The study unveils what researchers are calling “The High School Reunion Effect,” which pretty much confirms what every quirky, Daria-loving kid knew to be true: everything popular is boring. Losers rule, popular kids drool. In the long run at least. The study followed a group of suburban teens from age 13 to 23 and tracked their social growth in relation to their social popularity and early adult success.
In high school, “cool” can sometimes be interchanged with “bad,” and the study backs this notion up. The popular kids, who start to look more mature at a younger age (which might explain why actors in high school movies look 25), were more likely to get mixed up with negative drama. This could mean experimenting with drugs and alcohol at younger ages than their peers or exhibiting disorderly behavior like missing work or driving drunk.
Here’s what researcher Joseph Allen had to say in an NPR interview:
Part of the problem may be that as these cool kids grew older, they felt the need to do increasingly extreme things to get attention. But their friends, as they get more mature, are less and less impressed by those behaviors.
From the "In Crowd" to the "Out Crowd"
My feeling is that perhaps the lack of steady "accomplishments" in early adulthood could also be due to unrealistic expectations set in the teen years. This inability to let go of the glory days is what I’ve come to call, “The Uncle Rico Effect.” It’s when teens with well-known reputations are stunted from being able to learn how to adapt and challenge the constructs of social interaction and real life responsibility. Queen Bees expect to be treated as such, even when the colony has spread its wings and grown too big to flutter in the hive.
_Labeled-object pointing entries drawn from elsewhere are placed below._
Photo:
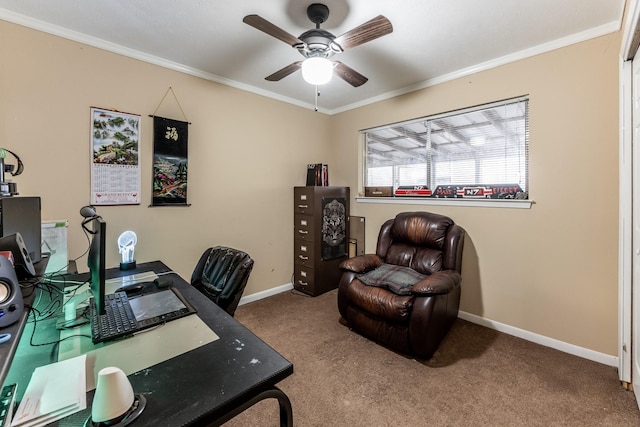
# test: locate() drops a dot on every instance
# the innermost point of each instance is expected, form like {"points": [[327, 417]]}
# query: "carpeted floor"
{"points": [[478, 377]]}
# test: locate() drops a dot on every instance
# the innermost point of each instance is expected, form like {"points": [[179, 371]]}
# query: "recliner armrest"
{"points": [[438, 283], [361, 263]]}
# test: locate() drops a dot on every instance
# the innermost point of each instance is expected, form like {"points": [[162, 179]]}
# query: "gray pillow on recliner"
{"points": [[395, 278]]}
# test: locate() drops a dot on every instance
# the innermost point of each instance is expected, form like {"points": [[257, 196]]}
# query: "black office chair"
{"points": [[222, 274]]}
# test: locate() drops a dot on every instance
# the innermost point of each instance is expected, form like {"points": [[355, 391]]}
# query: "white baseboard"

Outcasts learn different sets of expectations—namely that you can’t expect special treatment from anyone—and therefore develop a different view on their place in society. Outcasts (AKA future cool kids who like what they like regardless of what the "norms" may be) have always had to seek refuge, face daily adversity and wander about before finding a niche where they thrive. “In crowd” high schoolers seem less likely to gain this kind of adaptability and seem to have a higher likelihood of becoming flops as adults.
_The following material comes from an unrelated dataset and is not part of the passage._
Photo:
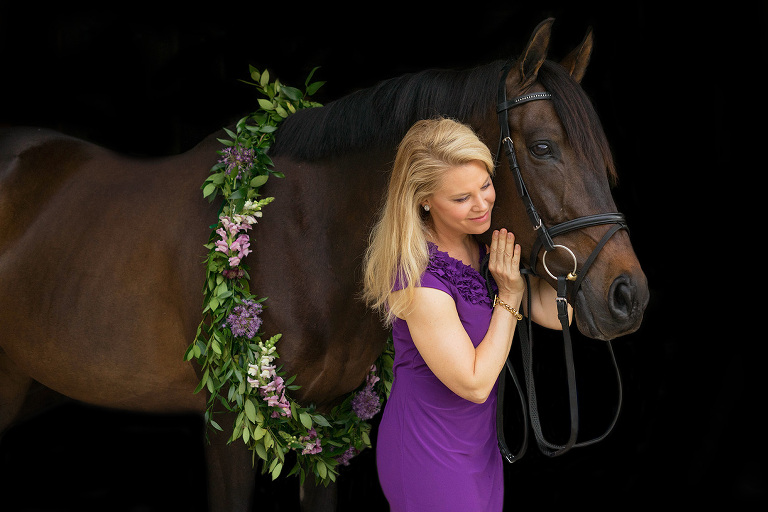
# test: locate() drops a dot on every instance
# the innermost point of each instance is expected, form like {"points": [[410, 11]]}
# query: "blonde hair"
{"points": [[397, 248]]}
Popularity is also highly subjective. That line between lame and loved is barely visible at times and shifts with every class and region. There was a “popular” group at my high school, but air quotes were always used because their popularity seemed to only exist in their minds. I also only realized after graduation that the tight knit circle of friends I had originally perceived as a rag-tag group of misfit girls had in fact become a reasonably well-known clique—yes, unfortunately, a clique. For a long time, I lived under the radar as an emo kid with too much eyeliner, acne and a drawer of My Chemical Romance and The Used tee shirts. I first took a drink at 14—sorry, parentals!—and missed too much school senior year. I've had my share of bumps in the road, but I think I’m turning out alright.
All this is not to say that the self-absorbed pretty people that blow the rest of the awkward, angsty, acne-ridden freshmen out of the water are doomed before they’ve begun or that social ostracization at 15 will guarantee a social skyrocket later in life. But . . . it just might help!